Troppo spesso i piccoli e i giovani sono veri e propri «orfani in famiglia, perché i papà sono assenti, anche fisicamente, ma soprattutto perché quando ci sono non adempiono il loro compito educativo». Di questa assenza dei padri ha parlato Papa Francesco all’udienza generale di mercoledì 28 gennaio, svoltasi nell’Aula Paolo VI.

Riprendendo la catechesi sulla famiglia — interrotta per il viaggio in Sri Lanka e nelle Filippine — il Pontefice si è soffermato sulla figura del padre e ha sottolineato come soprattutto nella cultura occidentale si sia arrivati a una «società senza padri». E se, ha spiegato, «la cosa è stata percepita come una liberazione» dal “padre-padrone”, dal «padre come rappresentante della legge che si impone dall’esterno, dal padre come ostacolo all’emancipazione e all’autonomia dei giovani», ora si è passati all’estremo opposto. «Il problema — ha commentato Francesco — non sembra essere tanto la presenza invadente dei padri, quanto la loro latitanza. I padri sono talora così concentrati su se stessi e sul proprio lavoro e alle volte sulle proprie realizzazioni individuali, da dimenticare anche la famiglia. E lasciano soli i piccoli e i giovani». A conferma di ciò ha citato la propria esperienza come vescovo a Buenos Aires, quando chiedeva «ai papà se giocavano con i loro figli, se avevano il coraggio e l’amore di perdere tempo» con loro, ricevendo risposte negative, giustificate perlopiù da impegni lavorativi.

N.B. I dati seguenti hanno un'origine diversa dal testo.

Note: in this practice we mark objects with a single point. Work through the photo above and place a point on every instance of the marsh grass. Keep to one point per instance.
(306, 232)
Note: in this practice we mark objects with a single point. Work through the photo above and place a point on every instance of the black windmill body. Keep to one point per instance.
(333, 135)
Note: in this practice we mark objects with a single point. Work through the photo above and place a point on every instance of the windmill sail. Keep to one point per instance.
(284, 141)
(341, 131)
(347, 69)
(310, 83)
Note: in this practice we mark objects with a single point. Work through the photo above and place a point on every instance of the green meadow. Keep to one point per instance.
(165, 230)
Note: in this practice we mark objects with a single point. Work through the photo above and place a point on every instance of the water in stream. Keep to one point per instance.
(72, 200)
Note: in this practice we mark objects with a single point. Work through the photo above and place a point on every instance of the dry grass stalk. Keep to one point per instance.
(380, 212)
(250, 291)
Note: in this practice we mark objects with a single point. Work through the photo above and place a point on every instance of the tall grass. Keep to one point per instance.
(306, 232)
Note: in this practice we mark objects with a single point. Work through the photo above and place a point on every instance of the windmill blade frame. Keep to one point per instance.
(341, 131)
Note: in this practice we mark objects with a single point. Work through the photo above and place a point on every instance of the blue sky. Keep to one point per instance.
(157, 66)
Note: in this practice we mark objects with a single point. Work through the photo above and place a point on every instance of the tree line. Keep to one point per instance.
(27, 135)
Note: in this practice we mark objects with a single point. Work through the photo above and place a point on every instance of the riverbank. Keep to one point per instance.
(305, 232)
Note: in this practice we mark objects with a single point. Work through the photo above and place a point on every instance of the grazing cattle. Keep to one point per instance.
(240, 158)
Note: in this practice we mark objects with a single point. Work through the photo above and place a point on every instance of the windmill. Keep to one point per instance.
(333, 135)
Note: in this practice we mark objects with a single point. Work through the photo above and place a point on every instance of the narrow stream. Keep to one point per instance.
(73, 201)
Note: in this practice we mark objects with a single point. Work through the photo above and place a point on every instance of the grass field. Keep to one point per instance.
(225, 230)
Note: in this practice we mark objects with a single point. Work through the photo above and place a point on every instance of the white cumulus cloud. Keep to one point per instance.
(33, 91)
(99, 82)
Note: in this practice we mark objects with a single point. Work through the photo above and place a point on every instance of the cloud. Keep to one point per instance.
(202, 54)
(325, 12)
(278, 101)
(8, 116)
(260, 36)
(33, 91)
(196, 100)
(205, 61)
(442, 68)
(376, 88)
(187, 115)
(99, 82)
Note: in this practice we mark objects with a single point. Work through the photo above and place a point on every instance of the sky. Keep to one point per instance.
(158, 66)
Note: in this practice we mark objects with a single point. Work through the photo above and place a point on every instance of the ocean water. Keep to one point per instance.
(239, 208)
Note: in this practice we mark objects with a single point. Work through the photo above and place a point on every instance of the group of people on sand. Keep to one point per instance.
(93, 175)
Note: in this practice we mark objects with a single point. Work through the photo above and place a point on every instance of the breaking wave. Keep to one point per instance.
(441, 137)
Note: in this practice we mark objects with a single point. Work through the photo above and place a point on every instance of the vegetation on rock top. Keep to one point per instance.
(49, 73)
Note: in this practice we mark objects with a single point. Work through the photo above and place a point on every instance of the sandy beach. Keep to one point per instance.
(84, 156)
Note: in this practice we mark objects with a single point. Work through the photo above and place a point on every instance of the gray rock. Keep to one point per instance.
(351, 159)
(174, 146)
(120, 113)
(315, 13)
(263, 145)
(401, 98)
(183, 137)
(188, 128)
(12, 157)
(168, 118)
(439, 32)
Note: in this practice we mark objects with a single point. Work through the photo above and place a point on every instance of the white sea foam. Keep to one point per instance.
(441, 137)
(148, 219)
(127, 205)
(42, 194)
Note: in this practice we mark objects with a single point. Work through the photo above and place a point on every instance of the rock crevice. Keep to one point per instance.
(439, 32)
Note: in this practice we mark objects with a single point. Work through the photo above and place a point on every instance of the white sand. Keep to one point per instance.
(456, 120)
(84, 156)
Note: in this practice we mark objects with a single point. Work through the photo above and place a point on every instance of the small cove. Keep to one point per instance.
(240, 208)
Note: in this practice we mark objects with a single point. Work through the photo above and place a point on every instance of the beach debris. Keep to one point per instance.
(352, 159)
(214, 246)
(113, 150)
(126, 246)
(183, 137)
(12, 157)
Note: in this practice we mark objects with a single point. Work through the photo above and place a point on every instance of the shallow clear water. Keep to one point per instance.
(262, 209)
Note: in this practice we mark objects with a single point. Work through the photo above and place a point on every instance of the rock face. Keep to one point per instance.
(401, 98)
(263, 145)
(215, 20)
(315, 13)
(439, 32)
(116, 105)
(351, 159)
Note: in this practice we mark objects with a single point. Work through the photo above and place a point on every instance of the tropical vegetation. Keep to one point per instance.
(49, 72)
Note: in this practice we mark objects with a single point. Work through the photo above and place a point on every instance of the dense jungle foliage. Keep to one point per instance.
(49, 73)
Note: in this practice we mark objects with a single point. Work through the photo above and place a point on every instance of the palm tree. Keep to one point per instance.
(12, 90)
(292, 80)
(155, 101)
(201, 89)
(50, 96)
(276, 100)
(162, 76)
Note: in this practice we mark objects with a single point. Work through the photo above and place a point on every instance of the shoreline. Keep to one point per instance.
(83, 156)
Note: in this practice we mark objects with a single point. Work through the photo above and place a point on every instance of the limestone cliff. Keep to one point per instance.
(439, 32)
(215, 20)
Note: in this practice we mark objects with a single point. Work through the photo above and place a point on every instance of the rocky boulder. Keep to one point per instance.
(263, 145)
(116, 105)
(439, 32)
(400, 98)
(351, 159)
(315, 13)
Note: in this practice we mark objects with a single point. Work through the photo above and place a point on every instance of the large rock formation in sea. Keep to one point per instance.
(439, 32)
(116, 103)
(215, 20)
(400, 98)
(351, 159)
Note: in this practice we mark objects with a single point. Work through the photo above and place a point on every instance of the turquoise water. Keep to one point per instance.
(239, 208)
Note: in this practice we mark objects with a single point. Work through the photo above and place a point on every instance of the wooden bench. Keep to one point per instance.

Purtroppo però — ha messo in guardia il Pontefice — «l’assenza della figura paterna produce lacune e ferite che possono essere anche molto gravi. E in effetti le devianze dei bambini e degli adolescenti si possono in buona parte ricondurre alla carenza di esempi e di guide autorevoli nella loro vita».

E questa assenza, ha aggiunt0 il Papa, si riflette anche nella comunità civile, che pur avendo responsabilità verso i giovani «spesso non propone loro una verità di prospettiva». Essi rimangono così «orfani di strade sicure da percorrere, di maestri di cui fidarsi, di ideali che riscaldino il cuore». Da qui l’invito conclusivo a riascoltare la promessa fatta da Gesù: «Non vi lascerò orfani».